COVID-19 booster shots outpace first and second doses in St. Louis County
More people in St. Louis County are getting a COVID-19 vaccine booster shot than are getting their first or second shots.
Data from the Missouri Department of Health and Senior Services shows that since Sept. 25, 59,620 people in St. Louis County have received a COVID-19 booster. That compares to 30,934 people in the county who got their first or second doses.
Demand for booster shots in St. Louis County started outpacing requests for first and second doses in late September. The numbers aren’t surprising given how many people are now eligible for a third shot, county Deputy Health Director Spring Schmidt said.
“People who received the dose, whether it was six or eight months ago, depending on what type of dose it was they received in their initial vaccination, those folks really did look to this opportunity to affect their health,” Schmidt said. “So given the number of people that we saw in April, I'm not particularly surprised by the booster doses.”
Over the same period, 11,090 people received a booster shot in St. Louis, while 11,651 people got their first or second shots.
The federal Food and Drug Administration authorized booster shots for immunocompromised people in mid-August. Booster shot availability has since been extended to others, including people 65 and older, people between 50 and 64 with underlying medical conditions and people 18 and older who live in long-term care facilities.
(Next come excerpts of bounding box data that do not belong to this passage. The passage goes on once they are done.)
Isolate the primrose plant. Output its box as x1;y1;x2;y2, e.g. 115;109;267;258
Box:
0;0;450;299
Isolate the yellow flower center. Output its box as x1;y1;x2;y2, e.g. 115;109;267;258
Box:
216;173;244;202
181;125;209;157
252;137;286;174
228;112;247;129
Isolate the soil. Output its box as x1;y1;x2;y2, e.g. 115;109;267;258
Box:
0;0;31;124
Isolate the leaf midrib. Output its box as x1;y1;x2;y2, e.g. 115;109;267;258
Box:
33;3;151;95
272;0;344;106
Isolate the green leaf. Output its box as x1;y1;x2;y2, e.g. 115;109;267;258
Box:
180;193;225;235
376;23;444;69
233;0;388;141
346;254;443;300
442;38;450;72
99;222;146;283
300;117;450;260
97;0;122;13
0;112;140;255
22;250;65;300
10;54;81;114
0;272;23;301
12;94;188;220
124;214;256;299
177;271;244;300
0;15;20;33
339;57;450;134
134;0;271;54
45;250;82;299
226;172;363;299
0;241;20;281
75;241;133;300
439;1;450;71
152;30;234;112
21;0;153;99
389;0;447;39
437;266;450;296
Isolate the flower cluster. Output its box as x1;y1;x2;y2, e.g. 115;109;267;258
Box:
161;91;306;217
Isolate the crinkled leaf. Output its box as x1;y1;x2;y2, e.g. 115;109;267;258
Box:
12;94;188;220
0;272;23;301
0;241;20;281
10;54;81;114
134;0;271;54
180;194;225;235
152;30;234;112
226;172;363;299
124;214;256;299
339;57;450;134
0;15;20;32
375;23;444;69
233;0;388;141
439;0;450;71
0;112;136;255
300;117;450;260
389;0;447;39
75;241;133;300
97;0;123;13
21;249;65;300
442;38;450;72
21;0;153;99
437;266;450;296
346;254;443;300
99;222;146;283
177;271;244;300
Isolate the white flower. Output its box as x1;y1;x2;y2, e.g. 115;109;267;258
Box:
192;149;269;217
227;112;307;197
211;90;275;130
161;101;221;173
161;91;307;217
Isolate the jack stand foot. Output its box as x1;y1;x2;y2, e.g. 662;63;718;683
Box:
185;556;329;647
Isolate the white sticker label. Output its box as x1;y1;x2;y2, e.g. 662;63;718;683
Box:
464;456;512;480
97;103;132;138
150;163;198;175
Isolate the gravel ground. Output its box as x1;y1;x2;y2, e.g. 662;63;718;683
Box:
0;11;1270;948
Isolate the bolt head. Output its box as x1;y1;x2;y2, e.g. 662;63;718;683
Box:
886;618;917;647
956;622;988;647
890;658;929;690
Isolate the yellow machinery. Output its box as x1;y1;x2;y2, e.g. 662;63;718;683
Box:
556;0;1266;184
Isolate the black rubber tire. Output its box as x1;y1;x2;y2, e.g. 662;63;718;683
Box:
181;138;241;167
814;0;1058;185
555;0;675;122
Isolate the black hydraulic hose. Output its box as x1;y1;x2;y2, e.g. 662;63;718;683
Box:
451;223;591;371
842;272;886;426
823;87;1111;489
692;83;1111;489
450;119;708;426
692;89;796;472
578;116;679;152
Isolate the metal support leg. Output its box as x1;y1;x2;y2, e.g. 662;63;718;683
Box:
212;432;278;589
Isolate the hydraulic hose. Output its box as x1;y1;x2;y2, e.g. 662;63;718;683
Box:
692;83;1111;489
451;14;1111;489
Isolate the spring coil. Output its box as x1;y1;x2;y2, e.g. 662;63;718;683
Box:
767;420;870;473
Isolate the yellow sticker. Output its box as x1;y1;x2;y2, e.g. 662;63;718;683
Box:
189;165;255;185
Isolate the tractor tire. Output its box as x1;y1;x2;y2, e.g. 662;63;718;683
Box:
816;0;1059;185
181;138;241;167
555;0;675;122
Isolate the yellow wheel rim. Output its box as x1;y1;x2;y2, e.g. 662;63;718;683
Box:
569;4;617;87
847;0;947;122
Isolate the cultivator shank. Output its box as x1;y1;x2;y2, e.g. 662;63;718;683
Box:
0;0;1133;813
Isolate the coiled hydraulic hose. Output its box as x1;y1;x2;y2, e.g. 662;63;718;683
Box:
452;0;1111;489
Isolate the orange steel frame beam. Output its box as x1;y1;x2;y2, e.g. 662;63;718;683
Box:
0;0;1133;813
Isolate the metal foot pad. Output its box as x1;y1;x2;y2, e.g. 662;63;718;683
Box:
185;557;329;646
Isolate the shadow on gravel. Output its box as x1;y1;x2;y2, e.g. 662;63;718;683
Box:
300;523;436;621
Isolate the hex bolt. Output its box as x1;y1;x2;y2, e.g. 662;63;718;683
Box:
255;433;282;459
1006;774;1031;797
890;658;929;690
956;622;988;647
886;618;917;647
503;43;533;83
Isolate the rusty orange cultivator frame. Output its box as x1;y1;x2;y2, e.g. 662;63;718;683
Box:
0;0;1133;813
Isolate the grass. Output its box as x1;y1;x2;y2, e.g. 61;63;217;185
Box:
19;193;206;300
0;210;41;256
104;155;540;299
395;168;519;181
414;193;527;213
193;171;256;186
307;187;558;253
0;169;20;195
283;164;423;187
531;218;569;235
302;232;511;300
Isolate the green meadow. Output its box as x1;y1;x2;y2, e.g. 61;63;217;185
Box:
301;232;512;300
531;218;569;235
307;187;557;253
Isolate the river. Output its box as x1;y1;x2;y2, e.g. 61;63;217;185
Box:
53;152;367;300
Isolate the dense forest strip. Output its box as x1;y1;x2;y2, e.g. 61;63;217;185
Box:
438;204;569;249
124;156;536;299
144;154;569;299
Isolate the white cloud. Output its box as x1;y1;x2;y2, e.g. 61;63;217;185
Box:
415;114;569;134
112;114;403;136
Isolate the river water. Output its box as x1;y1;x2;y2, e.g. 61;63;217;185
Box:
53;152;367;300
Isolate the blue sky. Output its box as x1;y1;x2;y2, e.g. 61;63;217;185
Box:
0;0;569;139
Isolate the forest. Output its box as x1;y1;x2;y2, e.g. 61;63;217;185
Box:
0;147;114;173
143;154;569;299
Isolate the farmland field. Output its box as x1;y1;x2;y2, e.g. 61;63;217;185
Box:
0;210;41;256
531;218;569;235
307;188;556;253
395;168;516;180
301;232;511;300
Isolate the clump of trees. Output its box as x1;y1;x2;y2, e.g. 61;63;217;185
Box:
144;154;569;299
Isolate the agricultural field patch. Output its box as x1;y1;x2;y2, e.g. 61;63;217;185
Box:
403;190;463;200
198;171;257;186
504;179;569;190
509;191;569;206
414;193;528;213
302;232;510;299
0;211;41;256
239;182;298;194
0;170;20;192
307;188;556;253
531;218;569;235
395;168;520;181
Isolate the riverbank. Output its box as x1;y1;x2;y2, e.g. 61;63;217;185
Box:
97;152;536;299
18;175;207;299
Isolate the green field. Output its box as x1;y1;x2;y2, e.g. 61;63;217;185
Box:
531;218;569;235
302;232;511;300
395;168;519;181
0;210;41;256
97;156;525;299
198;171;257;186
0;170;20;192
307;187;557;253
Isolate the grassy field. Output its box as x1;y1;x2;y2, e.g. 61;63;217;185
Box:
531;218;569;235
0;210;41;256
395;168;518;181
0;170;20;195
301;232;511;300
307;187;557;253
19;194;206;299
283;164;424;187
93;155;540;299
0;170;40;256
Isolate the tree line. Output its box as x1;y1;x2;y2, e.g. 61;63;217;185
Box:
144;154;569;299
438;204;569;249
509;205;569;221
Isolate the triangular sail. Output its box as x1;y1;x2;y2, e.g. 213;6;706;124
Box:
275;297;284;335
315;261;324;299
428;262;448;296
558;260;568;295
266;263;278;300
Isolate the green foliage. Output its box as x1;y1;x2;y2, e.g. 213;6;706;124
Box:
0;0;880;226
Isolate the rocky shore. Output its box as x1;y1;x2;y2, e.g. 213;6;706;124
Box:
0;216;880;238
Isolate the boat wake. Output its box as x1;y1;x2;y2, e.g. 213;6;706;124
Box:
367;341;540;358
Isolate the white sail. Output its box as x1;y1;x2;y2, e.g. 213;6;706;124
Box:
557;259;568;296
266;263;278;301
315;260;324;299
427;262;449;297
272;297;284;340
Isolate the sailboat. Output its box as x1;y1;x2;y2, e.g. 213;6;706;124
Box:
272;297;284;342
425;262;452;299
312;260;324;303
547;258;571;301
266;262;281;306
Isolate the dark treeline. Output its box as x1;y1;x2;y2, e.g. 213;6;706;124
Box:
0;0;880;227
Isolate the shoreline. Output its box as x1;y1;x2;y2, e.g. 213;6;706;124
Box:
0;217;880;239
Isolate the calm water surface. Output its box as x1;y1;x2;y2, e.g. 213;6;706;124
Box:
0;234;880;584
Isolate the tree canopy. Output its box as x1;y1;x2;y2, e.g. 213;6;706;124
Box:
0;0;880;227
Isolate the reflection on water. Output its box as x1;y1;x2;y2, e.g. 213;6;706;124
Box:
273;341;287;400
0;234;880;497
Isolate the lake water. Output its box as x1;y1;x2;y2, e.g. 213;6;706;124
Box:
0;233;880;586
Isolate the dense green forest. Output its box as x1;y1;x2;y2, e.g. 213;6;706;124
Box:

Federal health officials say those seeking booster shots can get one that is different from their initial doses.
Booster shot availability likely will grow in the near future, said Dr. Clay Dunagan, head of the St. Louis Metropolitan Pandemic Task Force.
“We've got large swaths of the population that are eligible for boosters,” Dunagan said. “I think before long we'll get to a point where boosters are freely available, and I think we'll continue to see people using boosters until we get through a large proportion of people who've already been vaccinated.”
Dunagan said that though booster doses are important, the coronavirus won't be stopped until enough people get their first and second doses.
“I don't think any shot, whether it's a primary immunization or booster is a negative, I think they're both positives in terms of the population,” Dunagan said. “But the difference between an unvaccinated person and one who's already had a vaccination series is pretty substantial. We would forgo boosters if we could if we could get the rest of the population to take the primary vaccine seriously. We just haven't been able to do that.”